19. (a) Definitions of Range, QD, MD, SD, and Variance.

5 Marks
  • Range: Difference between maximum and minimum value.
  • Quartile Deviation (QD): (Q3 - Q1) / 2.
  • Mean Deviation (MD): Average of absolute deviations from a central value.
  • Standard Deviation (SD): Root mean square deviation from the arithmetic mean.
  • Variance: Square of Standard Deviation.

19. (b) Define Skewness and Kurtosis with formulas.

5 Marks

Skewness: Measure of asymmetry. Formula (Karl Pearson): (Mean - Mode) / SD.

Kurtosis: Measure of "peakedness" or flatness of a distribution. Formula: beta_2 = mu_4 / (mu_2)^2.

20. (a) Scatter Diagram and Correlation.

5 Marks

Scatter Diagram: A graph plotting pairs of (x, y) values as points.

Correlation Idea: If points cluster along a rising line, correlation is positive. If falling, it's negative. If points are randomly scattered, correlation is zero.

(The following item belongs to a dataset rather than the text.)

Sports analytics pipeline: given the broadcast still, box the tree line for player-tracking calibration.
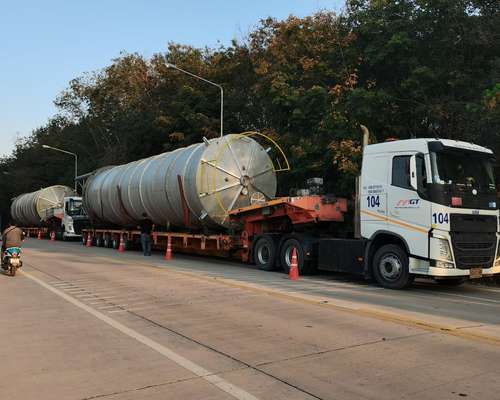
[1,0,499,219]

20. (b) Correlation Coefficients.

5 Marks

Karl Pearson's r: Measure of linear relationship between two variables.
Spearman's rank: Measure of relationship between ranked data. Formula: 1 - [6 * Sum(d^2) / (n(n^2 - 1))].
Range of r: [-1, +1].

21. (a) Regression lines of X on Y and Y on X.

5 Marks

Y on X: (y - y_bar) = bYX * (x - x_bar).
X on Y: (x - x_bar) = bXY * (y - y_bar).

21. (b) Principle of Least Squares for fitting y = a + bx.

5 Marks

Minimize the sum of squared residuals: S = Sum(yi - (a + bxi))^2. To find 'a' and 'b', differentiate S with respect to 'a' and 'b' and equate to zero. This leads to Normal Equations:

  1. Sum(y) = na + b*Sum(x)
  2. Sum(xy) = a*Sum(x) + b*Sum(x^2)

22. (a) Probability Definitions.

5 Marks
  • Exhaustive: All possible outcomes.
  • Mutually Exclusive: Cannot happen at once.
  • Equally Likely: No outcome is preferred over others.
  • Independent: Occurrence of one doesn't affect the other.

22. (b) Set theoretic expressions for events.

5 Marks
  1. Only A: A intersect B' intersect C'
  2. All three: A intersect B intersect C
  3. At least two: (A intersect B) union (B intersect C) union (A intersect C)
  4. A and B but not C: A intersect B intersect C'
  5. None: A' intersect B' intersect C'

25. (a) Bayes' Theorem and Manager Appointment Problem.

5 Marks

Bayes' Theorem: Provides the posterior probability of an event given prior evidence.
Let X, Y, Z be manager appointments. P(X)=4/9, P(Y)=2/9, P(Z)=3/9. Let B = Bonus Scheme. P(B|X)=3/10, P(B|Y)=5/10, P(B|Z)=8/10.
P(B) = (4/9 * 3/10) + (2/9 * 5/10) + (3/9 * 8/10) = (12+10+24)/90 = 46/90.
P(X|B) = [P(X)*P(B|X)] / P(B) = (12/90) / (46/90) = 12/46 = 6/23.